Monday, December 26, 2005

Weekend Herb Blogging

My Mutton Curry dish that I submitted for the From My Rasoi food blog event has so many spices and herbs that I thought it would be a good foundation for my first Weekend Herb Blogging entry. Also, this might be a good "tutorial" (sic) of sorts for those who might be a little confused or lost about the plethora of spices and herbs or even terms I used in the post about my Mutton Curry. I hope I am able to submit this in time to Kalyn from Kalyn's Kitchen who started the Weekend Herb Blogging event.

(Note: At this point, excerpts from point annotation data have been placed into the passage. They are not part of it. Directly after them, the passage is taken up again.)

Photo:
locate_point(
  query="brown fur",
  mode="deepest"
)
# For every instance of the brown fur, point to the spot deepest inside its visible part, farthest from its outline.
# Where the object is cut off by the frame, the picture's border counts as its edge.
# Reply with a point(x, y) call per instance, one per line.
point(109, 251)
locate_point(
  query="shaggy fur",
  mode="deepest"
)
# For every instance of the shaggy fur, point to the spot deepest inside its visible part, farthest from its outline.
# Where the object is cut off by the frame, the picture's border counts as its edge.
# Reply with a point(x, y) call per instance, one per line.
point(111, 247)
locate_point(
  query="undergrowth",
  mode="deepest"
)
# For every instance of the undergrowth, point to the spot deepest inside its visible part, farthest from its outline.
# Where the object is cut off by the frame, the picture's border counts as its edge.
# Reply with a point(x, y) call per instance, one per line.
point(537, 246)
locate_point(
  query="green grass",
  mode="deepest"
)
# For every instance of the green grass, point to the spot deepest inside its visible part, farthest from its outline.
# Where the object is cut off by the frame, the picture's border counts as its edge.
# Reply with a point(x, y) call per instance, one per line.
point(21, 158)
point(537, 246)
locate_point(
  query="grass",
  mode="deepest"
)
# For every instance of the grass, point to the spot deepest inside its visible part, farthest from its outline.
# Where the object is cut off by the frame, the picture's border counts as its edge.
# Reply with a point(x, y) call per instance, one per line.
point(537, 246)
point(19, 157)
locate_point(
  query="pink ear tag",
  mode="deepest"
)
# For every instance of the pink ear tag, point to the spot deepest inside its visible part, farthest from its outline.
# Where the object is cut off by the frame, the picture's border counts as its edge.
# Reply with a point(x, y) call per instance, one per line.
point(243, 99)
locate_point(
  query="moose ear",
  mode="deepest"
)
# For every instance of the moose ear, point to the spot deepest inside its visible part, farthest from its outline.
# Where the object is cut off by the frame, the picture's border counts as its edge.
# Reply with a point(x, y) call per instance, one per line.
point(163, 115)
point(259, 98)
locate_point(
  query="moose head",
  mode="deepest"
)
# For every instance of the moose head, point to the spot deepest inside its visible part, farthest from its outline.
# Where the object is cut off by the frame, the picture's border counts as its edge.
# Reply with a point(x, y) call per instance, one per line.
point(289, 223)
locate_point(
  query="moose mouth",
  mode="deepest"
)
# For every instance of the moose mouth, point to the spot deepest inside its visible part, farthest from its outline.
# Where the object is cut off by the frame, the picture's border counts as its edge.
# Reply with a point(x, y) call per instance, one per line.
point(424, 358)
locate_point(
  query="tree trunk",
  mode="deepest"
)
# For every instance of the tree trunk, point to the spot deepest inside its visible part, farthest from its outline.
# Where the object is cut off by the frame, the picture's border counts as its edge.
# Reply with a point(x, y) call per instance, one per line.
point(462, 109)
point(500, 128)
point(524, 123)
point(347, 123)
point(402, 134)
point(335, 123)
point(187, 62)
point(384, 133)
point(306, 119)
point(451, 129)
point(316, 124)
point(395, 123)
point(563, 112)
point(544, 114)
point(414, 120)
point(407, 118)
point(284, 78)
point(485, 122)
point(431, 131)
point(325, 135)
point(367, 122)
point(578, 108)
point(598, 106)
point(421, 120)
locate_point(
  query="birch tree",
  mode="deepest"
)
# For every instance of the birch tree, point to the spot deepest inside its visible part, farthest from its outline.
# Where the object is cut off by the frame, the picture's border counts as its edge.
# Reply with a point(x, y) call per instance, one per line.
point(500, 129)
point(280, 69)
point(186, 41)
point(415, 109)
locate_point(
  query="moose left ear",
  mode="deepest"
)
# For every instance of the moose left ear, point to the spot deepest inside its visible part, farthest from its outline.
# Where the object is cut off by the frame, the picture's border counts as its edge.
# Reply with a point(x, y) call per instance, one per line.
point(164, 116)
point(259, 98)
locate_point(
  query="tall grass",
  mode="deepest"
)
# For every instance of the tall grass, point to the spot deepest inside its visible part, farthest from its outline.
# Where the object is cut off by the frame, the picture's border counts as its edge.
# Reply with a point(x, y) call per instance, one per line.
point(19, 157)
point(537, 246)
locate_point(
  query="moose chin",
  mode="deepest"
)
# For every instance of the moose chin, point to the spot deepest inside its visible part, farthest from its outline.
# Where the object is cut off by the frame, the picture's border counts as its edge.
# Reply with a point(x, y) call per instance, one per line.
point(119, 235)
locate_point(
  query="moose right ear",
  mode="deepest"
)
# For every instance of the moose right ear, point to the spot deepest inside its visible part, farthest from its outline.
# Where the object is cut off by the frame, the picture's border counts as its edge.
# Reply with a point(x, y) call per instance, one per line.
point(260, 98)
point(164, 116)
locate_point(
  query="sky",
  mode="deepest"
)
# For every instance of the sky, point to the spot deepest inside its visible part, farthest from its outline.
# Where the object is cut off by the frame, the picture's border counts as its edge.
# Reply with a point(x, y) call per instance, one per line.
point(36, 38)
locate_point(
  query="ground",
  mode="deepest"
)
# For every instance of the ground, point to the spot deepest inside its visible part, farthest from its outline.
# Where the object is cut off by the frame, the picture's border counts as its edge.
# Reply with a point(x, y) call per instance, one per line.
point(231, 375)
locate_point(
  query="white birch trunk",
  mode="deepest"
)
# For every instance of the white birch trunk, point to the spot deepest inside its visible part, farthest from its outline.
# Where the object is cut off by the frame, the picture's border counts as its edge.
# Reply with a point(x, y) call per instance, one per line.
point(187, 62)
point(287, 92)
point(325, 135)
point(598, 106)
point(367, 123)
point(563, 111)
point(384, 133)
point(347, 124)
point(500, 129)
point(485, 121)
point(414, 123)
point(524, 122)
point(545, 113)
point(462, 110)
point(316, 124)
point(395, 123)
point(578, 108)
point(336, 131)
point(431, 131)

Lemon Grass aka Serai aka Sereh



I love the smell of lemon grass. It somehow evokes images of hot summer days, fresh field flowers, cool water trickling in between your toes and gentle, balmy kisses from a passing breeze.

Just the act of tearing off the papery outer skin of the lemon grass will leave the fragrance of spicy lemon mixed with lingering grass on your hands. Forget the expensive perfumes! Gimme the lemon grass!

Lemon grass used to be common only to Asia but nowadays it can be found just about anywhere. In its unharvested form, it is a tall grass with sharp edged leaves. The bulbous pale base is the best part of the lemon grass and is the part that we use the most for our curries and other dishes.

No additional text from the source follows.